Like chess grandmasters being outperformed by a simple search tree when it was supposed to be the peak of human intelligence, I think this will have the same effect of disenchanting the game of diplomacy. Humans are not decision theoretical geniuses; just saying whatever people want you to hear while playing optimally for yourself is sufficient to win. There may be a level of play where decision theory and commitments are relevant, but humans just aren’t that good.
That said, I think this is actually a good reason to update towards freaking out. It’s happened quite a few times now that ‘naive’ big milestones have been hit unexpectedly soon “without any major innovations or new techniques”—chess, go, starcraft, dota, gpt-3, dall-e, and now diplomacy. It’s starting to look like humans are less complicated than we thought—more like a bunch of current-level AI architectures squished together in the same brain (with some capacity to train new ones in deployment) than like a powerful generally applicable intelligence. Or a room full of toddlers with superpowers, to use the CFAR phrase. While this doesn’t increase our estimates of the rate of AI development, it does suggest that the goalpost for superhuman intellectual performance in all areas is closer than we might have thought otherwise.
This is incorrect; they use “honest” intentions to learn a model of message > intention, then use this model to annotate all the other messages with intentions, which then they then use to train the intent > message map.

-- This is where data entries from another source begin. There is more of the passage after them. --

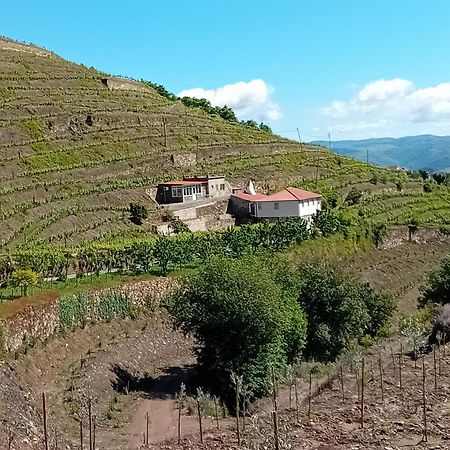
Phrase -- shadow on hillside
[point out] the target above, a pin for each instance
(163, 387)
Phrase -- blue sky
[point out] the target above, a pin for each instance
(354, 68)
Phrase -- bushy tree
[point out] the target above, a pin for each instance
(339, 310)
(437, 289)
(413, 226)
(326, 222)
(23, 279)
(138, 213)
(244, 318)
(178, 226)
(353, 197)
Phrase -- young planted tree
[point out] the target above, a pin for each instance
(23, 279)
(413, 226)
(379, 231)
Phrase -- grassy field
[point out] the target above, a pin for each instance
(74, 153)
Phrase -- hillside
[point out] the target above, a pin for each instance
(77, 145)
(413, 152)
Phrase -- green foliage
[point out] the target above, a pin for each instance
(90, 307)
(23, 279)
(353, 197)
(138, 213)
(379, 231)
(244, 318)
(437, 289)
(178, 226)
(224, 112)
(428, 186)
(339, 310)
(265, 127)
(326, 222)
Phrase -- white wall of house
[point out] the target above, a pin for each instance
(277, 209)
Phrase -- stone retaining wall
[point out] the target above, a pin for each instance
(36, 323)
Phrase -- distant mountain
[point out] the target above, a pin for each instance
(412, 152)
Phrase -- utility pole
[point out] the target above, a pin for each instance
(300, 140)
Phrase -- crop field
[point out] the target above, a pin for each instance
(75, 151)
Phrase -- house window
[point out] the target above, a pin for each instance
(177, 191)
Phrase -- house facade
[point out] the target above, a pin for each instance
(190, 189)
(290, 202)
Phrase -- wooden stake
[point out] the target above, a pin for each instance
(146, 429)
(93, 434)
(275, 429)
(216, 412)
(81, 433)
(199, 410)
(424, 401)
(310, 395)
(435, 367)
(238, 431)
(380, 366)
(90, 424)
(179, 424)
(44, 412)
(362, 392)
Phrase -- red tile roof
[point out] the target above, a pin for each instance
(183, 182)
(286, 195)
(249, 197)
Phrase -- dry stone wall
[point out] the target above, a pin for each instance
(37, 323)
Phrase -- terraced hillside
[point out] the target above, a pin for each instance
(76, 146)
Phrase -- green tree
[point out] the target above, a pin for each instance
(379, 232)
(437, 289)
(339, 310)
(413, 226)
(163, 253)
(138, 213)
(23, 279)
(244, 318)
(353, 197)
(178, 226)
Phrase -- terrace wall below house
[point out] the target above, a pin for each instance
(38, 322)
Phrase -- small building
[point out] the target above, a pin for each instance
(190, 189)
(290, 202)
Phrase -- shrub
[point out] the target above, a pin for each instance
(353, 197)
(23, 279)
(138, 213)
(244, 318)
(339, 310)
(178, 226)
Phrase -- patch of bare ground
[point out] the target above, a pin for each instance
(118, 365)
(400, 266)
(393, 416)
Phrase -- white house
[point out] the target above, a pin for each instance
(290, 202)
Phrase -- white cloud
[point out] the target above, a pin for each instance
(391, 107)
(250, 100)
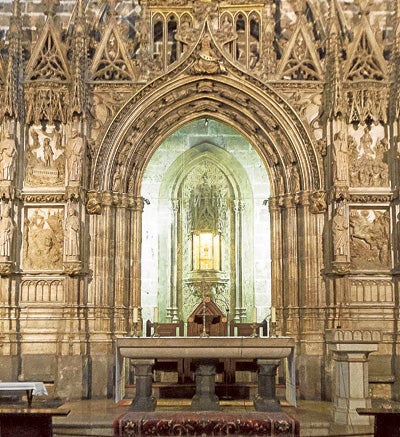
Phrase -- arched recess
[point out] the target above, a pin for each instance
(268, 123)
(208, 159)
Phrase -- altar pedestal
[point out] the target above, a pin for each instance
(205, 398)
(143, 401)
(266, 398)
(350, 354)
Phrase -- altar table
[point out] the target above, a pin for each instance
(31, 388)
(30, 422)
(387, 420)
(206, 351)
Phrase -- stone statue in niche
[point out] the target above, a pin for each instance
(6, 233)
(43, 242)
(340, 161)
(74, 154)
(294, 178)
(340, 227)
(8, 153)
(203, 206)
(45, 158)
(72, 227)
(369, 239)
(368, 163)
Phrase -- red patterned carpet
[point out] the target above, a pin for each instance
(207, 423)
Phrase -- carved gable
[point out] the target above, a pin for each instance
(300, 60)
(111, 60)
(48, 59)
(365, 58)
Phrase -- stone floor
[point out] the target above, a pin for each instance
(95, 417)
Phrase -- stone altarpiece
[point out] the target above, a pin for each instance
(89, 94)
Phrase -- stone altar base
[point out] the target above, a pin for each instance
(207, 423)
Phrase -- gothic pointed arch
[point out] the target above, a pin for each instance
(205, 84)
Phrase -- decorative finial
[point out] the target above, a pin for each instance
(50, 6)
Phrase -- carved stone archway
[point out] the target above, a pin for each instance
(268, 122)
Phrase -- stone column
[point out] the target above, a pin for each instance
(350, 355)
(290, 320)
(265, 399)
(143, 400)
(275, 210)
(240, 314)
(205, 398)
(172, 310)
(136, 244)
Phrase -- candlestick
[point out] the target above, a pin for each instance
(255, 315)
(155, 315)
(273, 314)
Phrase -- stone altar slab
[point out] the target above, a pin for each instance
(142, 349)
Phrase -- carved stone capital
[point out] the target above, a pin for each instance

So the model has a strong bias toward being honest in its intention > message map. (The authors even say that an issue with the model is it has the tendency to spill too many of its plans to its enemies!)
The reason an honest intention > message map doesn’t lead to a fully honest agent is that the search procedure that goes from message + history > intention can “change its mind” about what the best intention is.
This is correct; every time AI systems reach a milestone earlier than expected, this is simultaneously an update upward on AI progress being faster than expected, and an update downward on the difficulty of the milestone.
I’d like to push back on “AI has beaten StarCraft”. AlphaStar didn’t see the game interface we see, it just saw an interface with exact positions of all its stuff and ability to make any commands possible. It’s far from the mouse-and-keyboard that humans are limited to, and in SC that’s a big limitation. When the AI can read the game state from the pixels and send mouse and keyboard inputs, then I’ll be impressed.
I think that this is true of the original version of alphastar, but they have since trained a new version on camera inputs and with stronger limitations on apm (22 actions/5s) (Maybe you’d want some kind of noise applied to the inputs still, but I think the current state is much closer to human-like playing conditions.) See: https://www.deepmind.com/blog/alphastar-grandmaster-level-in-starcraft-ii-using-multi-agent-reinforcement-learning
Ah I didn’t know they had upgraded it. I’m much more satisfied that SC2 is solved now.